In order to give her site a more clean and professional look, she started working with Victor Peace, a skillful photographer who now takes most of the pictures for This is Ess. For special projects, she also partners with Corrine Munyumoo, a hairstylist, and Muthoni Njoba, a makeup artist, who both ensure that she is camera-ready.

For the most part though, This is Ess is a one woman show. Each post that successfully goes up requires a multistep process that Sharon runs on her own. First, she drafts proposals and budgets to send out to potential clients. Since This is Ess is a lifestyle and fashion blog, she approaches companies that are in those industries and that are a good fit.

Once she has received a yes from a client, it is then up to Sharon to communicate with them, organize meetings, and send invoices and post-shoot receipts. Sometimes companies approach her to work with them. She then has to assess whether the products that they are offering align with her brand.

As the creative director for the photo shoots, Sharon scouts for locations, picks themes and directs Victor Peace on the specific details she wishes to capture. After Victor has edited the pictures and selected the final ones, Sharon then adds the necessary captions or graphics, writes a piece to go with the photos and finally uploads them to This is Ess.

The entire process can take up to several days and a lot of emailing back and forth, yet the final product can be consumed by readers in less than a minute “Sometimes people think you just show up and take a picture,” she said. “But you don’t know how much time – how many emails, proposals, time for the shoot – went into making that product.”

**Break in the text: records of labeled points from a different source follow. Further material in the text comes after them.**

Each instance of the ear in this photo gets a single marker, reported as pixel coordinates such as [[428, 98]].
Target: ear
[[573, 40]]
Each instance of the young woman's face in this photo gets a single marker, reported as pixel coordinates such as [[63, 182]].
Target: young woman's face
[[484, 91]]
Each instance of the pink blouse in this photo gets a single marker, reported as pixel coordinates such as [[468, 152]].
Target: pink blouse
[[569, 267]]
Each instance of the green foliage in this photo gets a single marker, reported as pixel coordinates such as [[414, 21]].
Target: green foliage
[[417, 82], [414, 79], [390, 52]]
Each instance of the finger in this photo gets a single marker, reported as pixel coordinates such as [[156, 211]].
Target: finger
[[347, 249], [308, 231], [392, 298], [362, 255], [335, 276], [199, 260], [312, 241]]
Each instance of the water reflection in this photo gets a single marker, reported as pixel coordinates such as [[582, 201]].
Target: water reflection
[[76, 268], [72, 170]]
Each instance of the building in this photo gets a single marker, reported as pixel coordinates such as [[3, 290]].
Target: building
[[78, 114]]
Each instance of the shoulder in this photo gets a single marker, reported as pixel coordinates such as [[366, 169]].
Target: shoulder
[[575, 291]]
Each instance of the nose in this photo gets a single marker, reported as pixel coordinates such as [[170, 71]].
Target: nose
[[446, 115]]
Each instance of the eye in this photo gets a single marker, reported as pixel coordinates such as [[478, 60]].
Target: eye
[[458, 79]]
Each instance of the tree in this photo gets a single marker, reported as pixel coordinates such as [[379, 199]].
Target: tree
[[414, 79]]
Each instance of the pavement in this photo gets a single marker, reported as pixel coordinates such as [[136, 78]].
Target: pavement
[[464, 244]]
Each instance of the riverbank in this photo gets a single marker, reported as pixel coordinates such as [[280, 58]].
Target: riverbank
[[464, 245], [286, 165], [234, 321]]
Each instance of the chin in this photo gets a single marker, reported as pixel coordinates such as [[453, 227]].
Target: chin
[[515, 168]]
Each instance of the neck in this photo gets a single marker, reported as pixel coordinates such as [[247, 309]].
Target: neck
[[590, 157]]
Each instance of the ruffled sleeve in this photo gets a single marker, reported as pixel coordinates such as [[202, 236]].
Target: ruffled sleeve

Investing in the blog has also presented Sharon with several other opportunities. It has opened the door to endorsement deals, for example. Sharon is currently a brand ambassador for Store 66 – a Kenyan clothing store, and for the Samsung A Series.

Last year, her blogging caught the eye of Capital FM, a leading Nairobi-based radio station that was getting into online content creation. She now shoots videos and writes articles for the station.

To prioritize, Sharon divides her day into neat chunks for each activity. During her most productive morning hours she is working on content for Capital FM. Afternoons are saved for emails, planning photo shoots and attending meetings.

In the evening, she might have an interview or take photos for her blog. She doesn’t party, after discovering early on that partying on Friday night meant that she’d be recovering on Saturday morning instead of taking pictures for her blog. That is one of the sacrifices that she has to make as a mediapreneur in order to achieve her goals.